The Colonel drops her pistol in surprise. The scout's head snaps up at the noise. "A vault?" The Colonel repeats, "On Pandora?" The scout nods and dread seeps into her face. Her eyes find mine and she shakes her head in disdain.

All we've worked for. These last four years of vigilance and waiting and a vault opened on Pandora. My heart sinks. The Colonel scoops up her pistol in a daze, eyes roving the curves and planes of the weapon as if it'll give her all the answers. She hands it over to Corena and clenches her fists.

Bob continues, trying to act like it doesn't bother him. "Keep going."

The scout keeps watching The Colonel as if she might lash out at any moment. I'm numb.
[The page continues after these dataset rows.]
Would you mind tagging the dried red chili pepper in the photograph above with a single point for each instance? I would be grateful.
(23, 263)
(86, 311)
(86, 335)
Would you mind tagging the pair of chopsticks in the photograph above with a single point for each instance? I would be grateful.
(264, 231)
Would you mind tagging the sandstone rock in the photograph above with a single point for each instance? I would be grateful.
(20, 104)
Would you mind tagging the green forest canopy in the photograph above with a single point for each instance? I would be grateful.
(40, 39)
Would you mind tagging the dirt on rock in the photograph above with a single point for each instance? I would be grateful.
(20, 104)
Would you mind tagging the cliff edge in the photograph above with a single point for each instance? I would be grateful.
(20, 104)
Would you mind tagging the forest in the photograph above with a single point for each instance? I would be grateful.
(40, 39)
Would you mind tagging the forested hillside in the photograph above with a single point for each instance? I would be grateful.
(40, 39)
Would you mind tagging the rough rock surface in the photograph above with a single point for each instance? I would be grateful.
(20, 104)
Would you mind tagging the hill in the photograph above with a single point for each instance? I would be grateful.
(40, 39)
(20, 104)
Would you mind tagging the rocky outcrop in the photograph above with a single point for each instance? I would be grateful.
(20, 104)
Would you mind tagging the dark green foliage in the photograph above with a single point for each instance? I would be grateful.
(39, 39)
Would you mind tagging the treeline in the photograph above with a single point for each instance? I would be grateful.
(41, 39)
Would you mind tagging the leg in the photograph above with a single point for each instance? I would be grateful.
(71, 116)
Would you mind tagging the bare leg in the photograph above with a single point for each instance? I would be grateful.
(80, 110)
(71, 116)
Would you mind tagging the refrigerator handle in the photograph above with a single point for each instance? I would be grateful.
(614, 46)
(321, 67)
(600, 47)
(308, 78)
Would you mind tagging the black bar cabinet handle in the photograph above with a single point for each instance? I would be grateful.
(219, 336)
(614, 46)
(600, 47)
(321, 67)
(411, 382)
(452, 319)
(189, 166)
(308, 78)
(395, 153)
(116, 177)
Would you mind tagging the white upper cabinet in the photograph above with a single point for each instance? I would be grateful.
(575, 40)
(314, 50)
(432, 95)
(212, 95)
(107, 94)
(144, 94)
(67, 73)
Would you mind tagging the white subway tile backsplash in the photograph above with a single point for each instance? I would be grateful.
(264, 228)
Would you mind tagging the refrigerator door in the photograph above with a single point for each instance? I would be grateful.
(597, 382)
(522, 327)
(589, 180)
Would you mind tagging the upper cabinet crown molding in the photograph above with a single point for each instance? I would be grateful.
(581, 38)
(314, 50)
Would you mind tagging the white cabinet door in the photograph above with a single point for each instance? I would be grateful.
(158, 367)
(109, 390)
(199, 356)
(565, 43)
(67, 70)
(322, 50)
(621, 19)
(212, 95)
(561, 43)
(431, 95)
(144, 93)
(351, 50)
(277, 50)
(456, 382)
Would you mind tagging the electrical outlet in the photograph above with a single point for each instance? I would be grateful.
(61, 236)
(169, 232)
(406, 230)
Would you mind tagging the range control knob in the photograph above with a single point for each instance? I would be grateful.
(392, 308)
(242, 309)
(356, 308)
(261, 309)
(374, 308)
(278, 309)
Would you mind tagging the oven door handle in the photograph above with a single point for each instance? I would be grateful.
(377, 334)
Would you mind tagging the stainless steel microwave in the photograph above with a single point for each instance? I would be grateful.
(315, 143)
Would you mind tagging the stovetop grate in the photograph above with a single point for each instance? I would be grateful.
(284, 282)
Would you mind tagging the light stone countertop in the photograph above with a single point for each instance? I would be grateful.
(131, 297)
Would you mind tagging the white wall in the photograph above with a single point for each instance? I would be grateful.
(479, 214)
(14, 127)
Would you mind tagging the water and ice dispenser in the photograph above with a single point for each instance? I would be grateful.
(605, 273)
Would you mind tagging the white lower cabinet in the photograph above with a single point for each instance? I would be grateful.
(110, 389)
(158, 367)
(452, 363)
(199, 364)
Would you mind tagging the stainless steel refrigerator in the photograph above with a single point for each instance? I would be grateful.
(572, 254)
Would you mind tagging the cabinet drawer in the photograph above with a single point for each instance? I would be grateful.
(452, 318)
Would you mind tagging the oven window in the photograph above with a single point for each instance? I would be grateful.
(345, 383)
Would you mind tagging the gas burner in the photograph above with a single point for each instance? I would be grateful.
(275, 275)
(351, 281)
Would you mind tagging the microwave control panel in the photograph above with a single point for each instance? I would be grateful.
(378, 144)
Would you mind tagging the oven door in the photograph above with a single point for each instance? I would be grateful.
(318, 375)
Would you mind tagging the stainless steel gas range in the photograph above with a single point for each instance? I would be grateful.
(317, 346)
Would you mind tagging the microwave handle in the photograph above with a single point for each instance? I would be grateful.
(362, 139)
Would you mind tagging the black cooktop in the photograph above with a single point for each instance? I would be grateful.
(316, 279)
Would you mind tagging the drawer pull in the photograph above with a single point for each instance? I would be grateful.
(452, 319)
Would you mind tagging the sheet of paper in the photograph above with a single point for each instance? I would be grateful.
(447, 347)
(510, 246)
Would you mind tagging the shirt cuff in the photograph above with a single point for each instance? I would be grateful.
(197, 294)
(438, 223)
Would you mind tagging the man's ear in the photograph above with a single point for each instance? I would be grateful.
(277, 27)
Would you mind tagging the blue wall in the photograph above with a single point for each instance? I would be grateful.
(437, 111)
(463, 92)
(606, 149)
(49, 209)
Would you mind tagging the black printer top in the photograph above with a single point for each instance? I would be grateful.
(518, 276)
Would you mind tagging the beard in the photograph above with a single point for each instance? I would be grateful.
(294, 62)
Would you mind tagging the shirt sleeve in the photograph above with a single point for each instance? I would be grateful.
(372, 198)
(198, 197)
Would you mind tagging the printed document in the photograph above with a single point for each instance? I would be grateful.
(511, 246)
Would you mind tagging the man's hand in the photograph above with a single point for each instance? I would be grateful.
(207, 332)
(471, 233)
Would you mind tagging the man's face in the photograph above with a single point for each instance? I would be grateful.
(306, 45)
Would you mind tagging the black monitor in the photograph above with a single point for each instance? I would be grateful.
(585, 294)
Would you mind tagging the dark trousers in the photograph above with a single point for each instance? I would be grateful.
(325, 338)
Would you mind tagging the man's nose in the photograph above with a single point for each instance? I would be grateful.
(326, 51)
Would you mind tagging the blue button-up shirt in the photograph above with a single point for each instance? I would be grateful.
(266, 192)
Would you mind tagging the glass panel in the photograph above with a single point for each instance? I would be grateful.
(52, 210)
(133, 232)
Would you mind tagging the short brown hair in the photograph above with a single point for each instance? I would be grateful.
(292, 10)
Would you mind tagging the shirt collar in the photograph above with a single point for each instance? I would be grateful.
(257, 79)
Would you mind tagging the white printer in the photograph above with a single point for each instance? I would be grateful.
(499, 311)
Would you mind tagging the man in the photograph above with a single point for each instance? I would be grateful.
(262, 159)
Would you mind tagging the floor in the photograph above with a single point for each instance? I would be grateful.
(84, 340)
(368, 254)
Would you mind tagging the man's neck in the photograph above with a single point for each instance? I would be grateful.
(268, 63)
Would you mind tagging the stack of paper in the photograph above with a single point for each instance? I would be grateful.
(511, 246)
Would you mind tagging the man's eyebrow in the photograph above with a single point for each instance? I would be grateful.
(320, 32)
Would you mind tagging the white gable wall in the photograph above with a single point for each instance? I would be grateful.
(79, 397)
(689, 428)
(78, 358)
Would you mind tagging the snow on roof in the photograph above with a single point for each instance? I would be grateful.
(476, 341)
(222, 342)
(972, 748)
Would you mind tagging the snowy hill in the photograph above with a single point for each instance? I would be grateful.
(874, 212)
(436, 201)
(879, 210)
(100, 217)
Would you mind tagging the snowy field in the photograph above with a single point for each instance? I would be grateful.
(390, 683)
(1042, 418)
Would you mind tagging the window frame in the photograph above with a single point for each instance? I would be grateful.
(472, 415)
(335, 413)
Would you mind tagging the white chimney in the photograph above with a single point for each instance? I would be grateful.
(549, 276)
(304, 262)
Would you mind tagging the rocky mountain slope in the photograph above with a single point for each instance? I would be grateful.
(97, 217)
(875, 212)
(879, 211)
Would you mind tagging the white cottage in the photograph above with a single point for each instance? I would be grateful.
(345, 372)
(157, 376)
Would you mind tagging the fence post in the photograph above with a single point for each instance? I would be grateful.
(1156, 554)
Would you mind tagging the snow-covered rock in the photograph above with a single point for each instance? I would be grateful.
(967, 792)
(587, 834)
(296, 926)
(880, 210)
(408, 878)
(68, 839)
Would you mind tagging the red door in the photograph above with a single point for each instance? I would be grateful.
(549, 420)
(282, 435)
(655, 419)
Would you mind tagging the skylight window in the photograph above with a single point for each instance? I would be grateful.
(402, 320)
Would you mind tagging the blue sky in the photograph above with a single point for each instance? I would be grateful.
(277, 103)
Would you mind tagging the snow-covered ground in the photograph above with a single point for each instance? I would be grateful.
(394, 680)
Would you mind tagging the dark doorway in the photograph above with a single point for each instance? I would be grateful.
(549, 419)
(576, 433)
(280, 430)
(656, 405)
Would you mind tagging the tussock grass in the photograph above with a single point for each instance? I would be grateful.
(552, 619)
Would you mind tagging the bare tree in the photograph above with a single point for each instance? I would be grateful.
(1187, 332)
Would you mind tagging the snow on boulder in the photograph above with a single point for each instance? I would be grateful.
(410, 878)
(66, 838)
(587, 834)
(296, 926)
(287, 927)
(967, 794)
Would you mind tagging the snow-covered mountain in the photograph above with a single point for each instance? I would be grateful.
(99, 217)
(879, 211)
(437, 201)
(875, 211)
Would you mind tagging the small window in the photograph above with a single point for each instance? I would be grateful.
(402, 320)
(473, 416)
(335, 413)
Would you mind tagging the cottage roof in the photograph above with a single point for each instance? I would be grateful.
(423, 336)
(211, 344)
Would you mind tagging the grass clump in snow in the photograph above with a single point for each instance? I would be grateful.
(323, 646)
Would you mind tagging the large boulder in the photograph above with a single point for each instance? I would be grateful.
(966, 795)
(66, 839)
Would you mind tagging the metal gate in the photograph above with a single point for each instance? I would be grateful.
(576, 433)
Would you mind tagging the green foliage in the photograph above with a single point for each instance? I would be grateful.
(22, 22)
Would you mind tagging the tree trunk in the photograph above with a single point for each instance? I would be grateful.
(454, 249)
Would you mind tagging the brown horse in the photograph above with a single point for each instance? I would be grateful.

How long has the vault been open? How long have we been sitting here, so sure of our mission, while some vault-hunting, Pandoran hayseeds unleash unspeakable eridian power?

"The . . . the vault was opened," The scout continues uneasily, "which was when Tassiter started the construction of Helios."

"Who's that," Bob grunts.

The scout looks confused, exchanging quick, hesitant glances with his companions. "Tassiter is the CEO."

I rack my brain trying to remember who the CEO was when we left. Some older guy. Scary. Smile like a cracked mirror. Turner . . . something.

"He started the construction of Helios in Elpis' orbit. We sent teams down to Pandora to salvage anything from the creature in the vault. It's eye powers Helios' laser. And recently we started making ambulatory robots, with legs instead of the one wheel, it's—"

"That's enough," The Colonel says. She waves her hand in a flippant motion. "Take them out."

The scout's eyes grow hopeful until Corena levels her gun and he realizes what The Colonel meant. She makes short work of them with The Colonel's pistol. Bob's mouth hangs open in surprise and his shoulders fall as the scouts' heads loll back.

"But I was going to . . ." He gestures at the turret and sighs.

Corena spins the pistol in her hand, no pleasure in the motion. She watches it twirl with narrowed eyes and a frown, brain working double-time.

"What do we do now?" I ask, throwing my hands.

"We leave the fissure. Not all of us, but we need to establish camps outside, expand our numbers. And I must see this Helios thing for myself," The Colonel replies, pacing again. "We can recruit and train the natives if we have to. Hyperion cannot open any more vaults."

"How are we gonna do that from the ground?" Bob asks, "They have a laser made from a vault monster! We have a couple of powersuits and some old fighter jets, most of which were stolen."

"I know . . . I know, but . . ." The Colonel takes a moment to think, hands pressed to her temples. For a moment I wonder if she can communicate telepathically like The Watcher. She opens her eyes with a clear, open expression on her face. "We take Helios."

Corena blinks. The gun stops spinning.

"We take Helios and we use the laser against them," She exclaims, the revelation putting a frantic edge into her voice. "The vaults hold immense power, this laser could feasibly . . ."

"What?" Bob demands. I'm about to do the same.

"The moon isn't safe anymore. There's no way we can save it like this. If we want to keep the vault from being opened we have to destroy it."